Böyle anlarda sanatsal bir faaliyet ile kendimizi ifade edecek bir liman bulmuş oluruz. Ortaya çıkardığımız eser, sorunlarımızdan arınmamızı sağlarken ruhumuzdan da izler taşır. Soyut ve somut duygu aktarımımızı sanat yoluyla yaparız. İşte bu noktada sanat terapisi devreye giriyor.

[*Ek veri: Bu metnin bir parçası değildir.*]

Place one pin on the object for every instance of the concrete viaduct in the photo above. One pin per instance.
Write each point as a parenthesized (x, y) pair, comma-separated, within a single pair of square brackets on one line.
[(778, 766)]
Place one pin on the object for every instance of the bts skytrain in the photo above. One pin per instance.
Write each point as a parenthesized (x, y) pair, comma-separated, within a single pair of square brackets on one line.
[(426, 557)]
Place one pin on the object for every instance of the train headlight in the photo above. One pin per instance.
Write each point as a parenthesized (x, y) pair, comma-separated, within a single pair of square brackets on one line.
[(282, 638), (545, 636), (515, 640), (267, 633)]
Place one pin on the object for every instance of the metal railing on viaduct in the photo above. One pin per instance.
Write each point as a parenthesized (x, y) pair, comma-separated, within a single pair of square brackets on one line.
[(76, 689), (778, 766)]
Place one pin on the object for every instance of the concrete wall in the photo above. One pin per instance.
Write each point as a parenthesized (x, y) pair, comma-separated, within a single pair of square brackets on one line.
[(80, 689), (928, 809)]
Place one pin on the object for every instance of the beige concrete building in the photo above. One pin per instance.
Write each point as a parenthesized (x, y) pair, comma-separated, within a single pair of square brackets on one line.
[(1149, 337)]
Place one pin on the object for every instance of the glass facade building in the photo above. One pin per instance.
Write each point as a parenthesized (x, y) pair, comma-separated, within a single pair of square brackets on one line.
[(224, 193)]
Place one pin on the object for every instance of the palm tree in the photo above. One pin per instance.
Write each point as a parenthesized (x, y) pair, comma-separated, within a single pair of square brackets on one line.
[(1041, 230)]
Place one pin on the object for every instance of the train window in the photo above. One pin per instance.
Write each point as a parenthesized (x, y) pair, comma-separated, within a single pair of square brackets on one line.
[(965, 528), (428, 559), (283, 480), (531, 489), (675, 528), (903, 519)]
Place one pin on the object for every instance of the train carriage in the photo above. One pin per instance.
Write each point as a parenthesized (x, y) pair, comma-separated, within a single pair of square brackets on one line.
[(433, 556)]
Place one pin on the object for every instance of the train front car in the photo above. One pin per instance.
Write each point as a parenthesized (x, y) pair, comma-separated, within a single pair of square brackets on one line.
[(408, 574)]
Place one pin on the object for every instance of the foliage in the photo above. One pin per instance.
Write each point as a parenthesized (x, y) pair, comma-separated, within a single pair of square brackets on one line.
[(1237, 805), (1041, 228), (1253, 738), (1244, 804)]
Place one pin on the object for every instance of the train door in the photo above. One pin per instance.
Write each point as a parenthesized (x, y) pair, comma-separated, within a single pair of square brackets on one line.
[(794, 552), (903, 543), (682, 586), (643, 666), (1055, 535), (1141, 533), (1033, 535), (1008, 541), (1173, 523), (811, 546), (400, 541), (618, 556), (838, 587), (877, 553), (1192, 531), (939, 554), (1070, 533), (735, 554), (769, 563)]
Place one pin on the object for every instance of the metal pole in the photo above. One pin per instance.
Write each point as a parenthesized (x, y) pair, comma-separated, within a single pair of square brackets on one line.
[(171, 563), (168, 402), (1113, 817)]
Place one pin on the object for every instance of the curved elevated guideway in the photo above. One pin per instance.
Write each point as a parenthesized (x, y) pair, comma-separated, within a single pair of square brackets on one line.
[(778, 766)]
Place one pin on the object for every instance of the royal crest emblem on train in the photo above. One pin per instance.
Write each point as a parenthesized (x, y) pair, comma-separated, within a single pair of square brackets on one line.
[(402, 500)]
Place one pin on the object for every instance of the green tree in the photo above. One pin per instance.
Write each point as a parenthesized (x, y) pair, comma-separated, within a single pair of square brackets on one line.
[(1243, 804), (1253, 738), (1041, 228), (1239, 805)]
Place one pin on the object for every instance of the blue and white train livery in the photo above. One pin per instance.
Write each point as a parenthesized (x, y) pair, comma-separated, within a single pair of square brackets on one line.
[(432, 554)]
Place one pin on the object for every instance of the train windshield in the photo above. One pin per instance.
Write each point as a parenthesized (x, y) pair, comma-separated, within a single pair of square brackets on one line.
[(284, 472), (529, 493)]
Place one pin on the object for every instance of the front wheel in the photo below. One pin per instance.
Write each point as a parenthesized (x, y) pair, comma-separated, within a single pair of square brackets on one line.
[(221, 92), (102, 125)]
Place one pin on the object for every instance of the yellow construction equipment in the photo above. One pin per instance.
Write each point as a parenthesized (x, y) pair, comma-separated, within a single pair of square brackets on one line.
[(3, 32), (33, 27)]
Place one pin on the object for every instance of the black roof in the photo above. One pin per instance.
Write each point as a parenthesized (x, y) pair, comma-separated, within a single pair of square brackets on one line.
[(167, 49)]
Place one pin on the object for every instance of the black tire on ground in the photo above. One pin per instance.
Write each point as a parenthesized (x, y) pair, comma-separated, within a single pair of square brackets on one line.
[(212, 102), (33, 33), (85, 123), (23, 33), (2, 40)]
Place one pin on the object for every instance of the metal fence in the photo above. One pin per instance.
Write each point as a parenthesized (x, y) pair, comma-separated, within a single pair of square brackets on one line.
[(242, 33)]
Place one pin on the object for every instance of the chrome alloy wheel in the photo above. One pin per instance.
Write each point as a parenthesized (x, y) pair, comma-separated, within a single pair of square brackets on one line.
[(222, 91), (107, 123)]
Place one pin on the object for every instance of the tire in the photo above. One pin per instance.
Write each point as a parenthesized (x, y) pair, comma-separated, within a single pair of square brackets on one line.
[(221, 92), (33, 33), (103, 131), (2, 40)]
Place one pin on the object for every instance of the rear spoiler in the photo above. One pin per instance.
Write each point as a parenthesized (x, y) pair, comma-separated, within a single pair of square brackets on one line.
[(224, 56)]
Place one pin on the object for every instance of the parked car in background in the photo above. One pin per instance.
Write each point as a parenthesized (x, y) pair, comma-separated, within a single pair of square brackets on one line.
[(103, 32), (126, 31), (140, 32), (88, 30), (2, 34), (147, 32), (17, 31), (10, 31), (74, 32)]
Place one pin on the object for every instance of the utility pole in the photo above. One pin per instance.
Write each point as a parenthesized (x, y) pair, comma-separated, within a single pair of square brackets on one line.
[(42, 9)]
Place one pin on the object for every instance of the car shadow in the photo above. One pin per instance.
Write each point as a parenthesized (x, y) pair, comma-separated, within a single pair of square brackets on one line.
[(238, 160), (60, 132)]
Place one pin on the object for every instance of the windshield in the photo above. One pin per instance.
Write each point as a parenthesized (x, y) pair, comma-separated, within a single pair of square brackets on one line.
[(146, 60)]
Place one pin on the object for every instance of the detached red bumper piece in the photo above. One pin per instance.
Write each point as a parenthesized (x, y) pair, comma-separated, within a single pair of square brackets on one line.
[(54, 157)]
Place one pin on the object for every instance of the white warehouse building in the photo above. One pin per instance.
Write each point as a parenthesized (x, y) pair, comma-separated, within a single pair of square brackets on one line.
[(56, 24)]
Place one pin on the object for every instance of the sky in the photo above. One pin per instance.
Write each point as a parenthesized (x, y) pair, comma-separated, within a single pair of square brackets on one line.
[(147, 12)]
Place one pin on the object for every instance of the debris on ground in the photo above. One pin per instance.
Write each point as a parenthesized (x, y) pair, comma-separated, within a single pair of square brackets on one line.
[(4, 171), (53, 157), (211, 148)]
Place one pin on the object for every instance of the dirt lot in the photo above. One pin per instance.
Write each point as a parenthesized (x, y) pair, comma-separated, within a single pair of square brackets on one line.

Sanat terapisi duygularımızı dışa vurduğumuz bu aktivitelerin bir psikolojik danışman veya terapist tarafından yönlendirildiği tedavi yöntemidir. Sadece belirgin bir sorunu bulunan kişiler değil çocuk ya da yetişkin herkes sanat terapisi ile ruhunu arındırabilir. Resim, heykel, müzik gibi sanatın her dalında yapılabilen terapiler ile kendimizi daha rahat ifade edebiliriz.
Yirmi birinci yüzyılda ortaya çıkan sanat terapisi sorunlarla baş etmemizi sağlar ve kişisel gelişimimize katkıda bulunur. Aynı zamanda dikkat eksikliği, asosyallik, adaptasyon, konuşma güçlüğü, anksiyete, panik atak gibi sorunları da tedavi edici etkiye sahiptir.
Sanat terapisi hayatımızı nasıl değiştirir?
Sanat terapisinin hayatımızı nasıl değiştireceğini öğrenmeden önce neden bu yönteme ihtiyaç duyduğumuzu kavramamız gerekir. Aslında böylece kendimizde neleri değiştirmek istediğimiz konusunda da bilinçlenmiş oluruz.
Hayat, her an karşımıza yeni sürprizlerle gelebilir. Kimi zaman bizi mutlu eden bu sürprizler kimi zaman ise mutsuzluğun kapılarını aralar ve buna rağmen hayat devam eder. Zamanı durdurma şansımız yoktur. Tüm bu yaşadıklarımız, içimizde kelimelere dökemediğimiz ruhsal problemlere yol açabilir. Sanat terapisi ile kendimizi farklı şekillerde de ifade edebileceğimizi öğreniriz.
Sanatsal faaliyet yoluyla dışa vurduğumuz duygu ve düşüncelerimizi, bu süreçte bize yardımcı olan uzmanların da desteğiyle anlamlandırır ve bu konuda bilinçleniriz. Sanat terapisinin sonunda hayatımıza farkındalıkla devam ederiz. Başkalarının ve kendimizin farkında olarak yaşadığımız hayatın önemini böylece daha iyi kavrayabiliriz. Bu terapiden sonra hayata daha pozitif bakmaya başlarız. Artık içimizde biriktirdiğimiz duygularla nasıl başa çıkacağımızı biliriz. En önemlisi sanatın iyileştirici gücü sayesinde hayatın karşımıza çıkardığı her sürprizi kucaklamayı öğreniriz.